I first saw Serena in concert in Halifax at St. Matthew's Church in November of 2009 and have been extolling her abilities ever since.

Amid the apprehension of an impending storm, Holly and I sat down in the new Ta-Ke Sushi on King Street needing some respite from an unforgiving winter.

"Is she like Sarah Harmer or will she move on the stage?" dance-girl Holly inquired.

"It'll be fun," I smirked back.

Satiated with yam and avocado makimono, miso soup, and green tea, we started, after a quick stop at the studio, on the slippery incline toward the Imperial, found some over-priced chocolate for dessert and were ushered to our eighth row middle seats.

Montreal born Danielle Duval showed her fearlessness taking the stage with only a guitar and her camera as she opened the concert with some songs from her album Of the Valley and tossed in a brilliantly brave cover of Grease's "You're the One that I Want" that was featured on the soundtrack for Californication.

Ryder chose the certain-hit "What I Wouldn't Do" to open the show and showed off the stuff her newest album, Harmony, is made of.  With polished repartee and a few on-stage local guests, she charmed the audience from start to finish, disporting her abilities with various guitars and a small fortress of drums.

And then there's her most-treasured instrument - her voice.  Her self-proclaimed idols - Etta James (At Last) and Nina Simone (anything she wanted) - had nothing on Serena's modulations, despite her recent troubles with "losing" this gift.

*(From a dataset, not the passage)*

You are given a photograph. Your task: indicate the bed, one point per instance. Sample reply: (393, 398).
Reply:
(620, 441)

Her performances sound so much like her recordings I found myself looking for cues that would signal to me that she wasn't pulling a Beyonce, it's that good and no, she definitely wasn't.

Serena delivers a real show - the band, lighting, technical effects all combine with her vocalizations, intrumentations and dramatic costumes to showcase the smart, tribal, sorceress she has become.

Holly and I left the sermon with renewed spirits and looked out upon King Square to find the ground we expected to be white and nasty was still mostly bare.  It was a March miracle.